In a paper he published in April, in which he compiled his findings based on a review of over 80 papers on the effects of lockdowns around the world, Allen concluded that lockdowns may be one of “the greatest peacetime policy failures in Canada’s history.”
He says many of the studies early in the pandemic assumed that human behaviour changes only as a result of state-mandated intervention, such as the closing of schools and non-essential businesses, mask and social distancing orders, and restrictions on private social gatherings.
However, they didn’t take into consideration people’s voluntary behavioural changes in response to the virus threat, which have a major impact on evaluating the merits of a lockdown policy.
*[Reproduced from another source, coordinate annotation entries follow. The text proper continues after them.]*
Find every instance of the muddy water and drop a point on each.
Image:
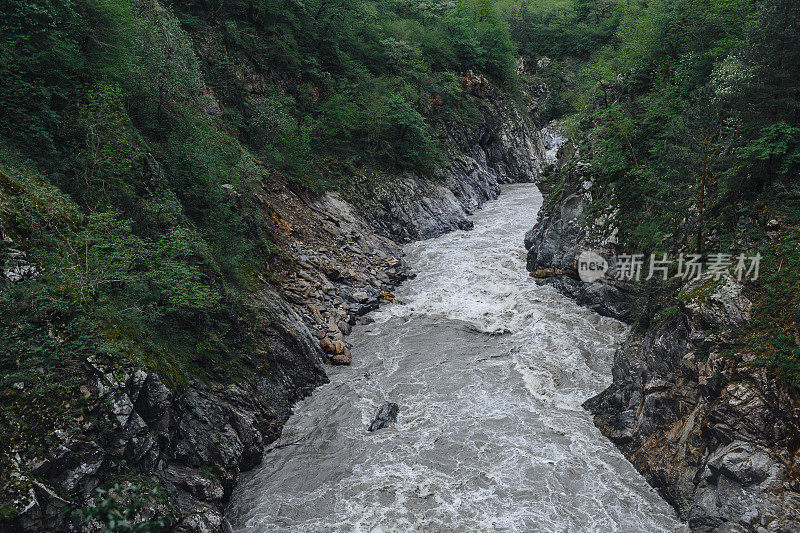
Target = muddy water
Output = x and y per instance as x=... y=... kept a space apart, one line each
x=489 y=370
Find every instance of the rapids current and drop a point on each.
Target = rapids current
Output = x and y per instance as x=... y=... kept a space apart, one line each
x=490 y=371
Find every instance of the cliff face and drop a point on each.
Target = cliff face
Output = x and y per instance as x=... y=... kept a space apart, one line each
x=343 y=261
x=708 y=427
x=506 y=148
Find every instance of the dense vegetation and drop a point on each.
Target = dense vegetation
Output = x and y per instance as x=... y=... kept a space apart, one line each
x=689 y=111
x=131 y=136
x=131 y=133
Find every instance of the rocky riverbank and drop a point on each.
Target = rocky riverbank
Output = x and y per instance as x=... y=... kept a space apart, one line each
x=710 y=428
x=341 y=258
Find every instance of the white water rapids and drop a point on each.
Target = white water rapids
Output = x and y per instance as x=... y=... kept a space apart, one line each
x=490 y=371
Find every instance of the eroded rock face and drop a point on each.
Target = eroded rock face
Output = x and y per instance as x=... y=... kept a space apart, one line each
x=385 y=417
x=561 y=233
x=196 y=440
x=711 y=431
x=700 y=431
x=507 y=149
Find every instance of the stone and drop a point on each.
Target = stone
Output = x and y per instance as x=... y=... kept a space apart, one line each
x=385 y=417
x=327 y=345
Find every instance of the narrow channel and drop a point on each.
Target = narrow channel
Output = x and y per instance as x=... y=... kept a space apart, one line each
x=489 y=370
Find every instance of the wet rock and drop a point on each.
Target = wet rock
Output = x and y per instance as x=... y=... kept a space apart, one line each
x=327 y=345
x=385 y=417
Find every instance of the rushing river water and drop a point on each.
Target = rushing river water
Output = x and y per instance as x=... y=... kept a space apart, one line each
x=490 y=371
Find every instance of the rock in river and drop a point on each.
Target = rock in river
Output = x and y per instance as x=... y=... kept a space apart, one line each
x=386 y=416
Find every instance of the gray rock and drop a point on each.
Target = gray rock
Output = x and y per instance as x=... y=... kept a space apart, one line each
x=385 y=417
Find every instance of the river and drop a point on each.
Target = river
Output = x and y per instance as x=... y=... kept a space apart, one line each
x=489 y=370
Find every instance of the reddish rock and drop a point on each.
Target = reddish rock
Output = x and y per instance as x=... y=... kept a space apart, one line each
x=344 y=358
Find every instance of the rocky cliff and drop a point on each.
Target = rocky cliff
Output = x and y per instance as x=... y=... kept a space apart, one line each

“Human beings make choices, and we respond to the environment that we’re in, [but] these early models did not take this into account,” Allen said. “If there’s a virus around, I don’t go to stores often. If I go to a store, I go to a store that doesn’t have me meeting so many people. If I do meet people, I tend to still stand my distance from them. You don’t need lockdowns to induce people to behave that way.”
Allen’s own cost-benefit analysis is based on the calculation of “life-years saved,” which determines “how many years of lost life will have been caused by the various harms of lockdowns versus how many years of lost life were saved by lockdowns.”
Based on his lost-life calculation, lockdown measures have caused 282 times more harm than benefit to Canadian society over the long term, or 282 times more life years lost than saved.